-
Notifications
You must be signed in to change notification settings - Fork 147
Description
I'm reaching out to better understand some aspects of the Dolma dataset, especially regarding deduplication strategies and content categorization. We’re exploring how we might contribute to or build upon this impressive resource, so any insights would be greatly appreciated.
- Temporal Deduplication
Does Dolma perform deduplication across different time points? For example:
If a webpage with the same URL (or near-identical content) appears in multiple years (e.g., 2013, 2014, 2015), is it deduplicated?
If so:
Which version is retained by default — the earliest, latest, or one determined as highest quality?
Are there specific tools or metrics used to evaluate content equivalence over time?
2. Proposed Deduplication Strategy
We’re considering implementing a deduplication strategy based on the following rules:
Default Rule: Retain only the first occurrence of a webpage.
Exception Rule: Keep a subsequent crawl if:
The content has undergone significant modification (e.g., expanded depth/breadth), or
The new version is of higher quality.
Could the community share thoughts on this approach?
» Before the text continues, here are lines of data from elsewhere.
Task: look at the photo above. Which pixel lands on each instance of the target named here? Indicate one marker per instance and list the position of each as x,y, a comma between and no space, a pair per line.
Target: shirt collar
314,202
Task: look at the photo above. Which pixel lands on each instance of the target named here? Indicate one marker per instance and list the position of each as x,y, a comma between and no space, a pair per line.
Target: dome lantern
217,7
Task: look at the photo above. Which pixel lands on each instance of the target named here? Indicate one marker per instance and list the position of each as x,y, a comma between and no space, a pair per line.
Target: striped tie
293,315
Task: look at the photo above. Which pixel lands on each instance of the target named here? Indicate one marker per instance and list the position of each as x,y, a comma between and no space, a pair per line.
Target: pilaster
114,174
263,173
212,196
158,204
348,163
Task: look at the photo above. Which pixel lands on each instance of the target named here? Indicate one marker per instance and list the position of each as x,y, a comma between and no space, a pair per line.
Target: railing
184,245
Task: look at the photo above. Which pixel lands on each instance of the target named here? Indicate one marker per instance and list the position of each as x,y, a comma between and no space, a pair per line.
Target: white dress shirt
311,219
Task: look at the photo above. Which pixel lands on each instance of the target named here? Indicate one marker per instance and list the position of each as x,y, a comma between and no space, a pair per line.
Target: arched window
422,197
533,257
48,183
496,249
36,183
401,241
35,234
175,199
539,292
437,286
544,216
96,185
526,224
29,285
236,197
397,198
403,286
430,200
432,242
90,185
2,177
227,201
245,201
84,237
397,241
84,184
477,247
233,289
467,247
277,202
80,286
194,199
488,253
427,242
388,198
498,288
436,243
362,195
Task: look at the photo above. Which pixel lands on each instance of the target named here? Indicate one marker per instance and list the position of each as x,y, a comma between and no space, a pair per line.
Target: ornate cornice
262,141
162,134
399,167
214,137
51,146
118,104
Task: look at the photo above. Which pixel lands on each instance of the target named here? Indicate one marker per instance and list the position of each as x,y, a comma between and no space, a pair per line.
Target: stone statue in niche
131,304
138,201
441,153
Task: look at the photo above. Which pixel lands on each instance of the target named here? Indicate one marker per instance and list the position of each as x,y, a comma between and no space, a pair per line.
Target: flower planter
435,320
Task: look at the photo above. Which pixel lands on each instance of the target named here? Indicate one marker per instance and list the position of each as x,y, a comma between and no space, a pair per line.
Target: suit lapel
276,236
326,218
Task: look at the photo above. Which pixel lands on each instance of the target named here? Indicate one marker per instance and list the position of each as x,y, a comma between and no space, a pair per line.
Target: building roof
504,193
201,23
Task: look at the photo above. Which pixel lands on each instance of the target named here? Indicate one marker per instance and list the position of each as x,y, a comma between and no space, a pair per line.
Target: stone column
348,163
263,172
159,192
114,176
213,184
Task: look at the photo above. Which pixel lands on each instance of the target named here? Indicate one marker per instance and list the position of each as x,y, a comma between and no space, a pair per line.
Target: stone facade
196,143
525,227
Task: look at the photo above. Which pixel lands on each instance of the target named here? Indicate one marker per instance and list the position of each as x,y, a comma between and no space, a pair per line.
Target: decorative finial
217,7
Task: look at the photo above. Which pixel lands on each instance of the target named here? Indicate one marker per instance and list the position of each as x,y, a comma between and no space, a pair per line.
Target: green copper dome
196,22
Specifically:
Does this align with best practices?
Are there known pitfalls or alternative strategies we should consider?
Has something like this already been implemented or is it under development in Dolma?
If not, are there recommended tools or toolchains for implementing such a strategy at scale?
How can one define "significant content difference" or "higher quality"? E.g.:
Semantic similarity thresholds?
Content length or structural changes?
Quality heuristics (e.g., readability, domain authority)?
3. Document Categories
Lastly, could anyone confirm whether Dolma includes documents from the following categories, and how they are identified or tagged?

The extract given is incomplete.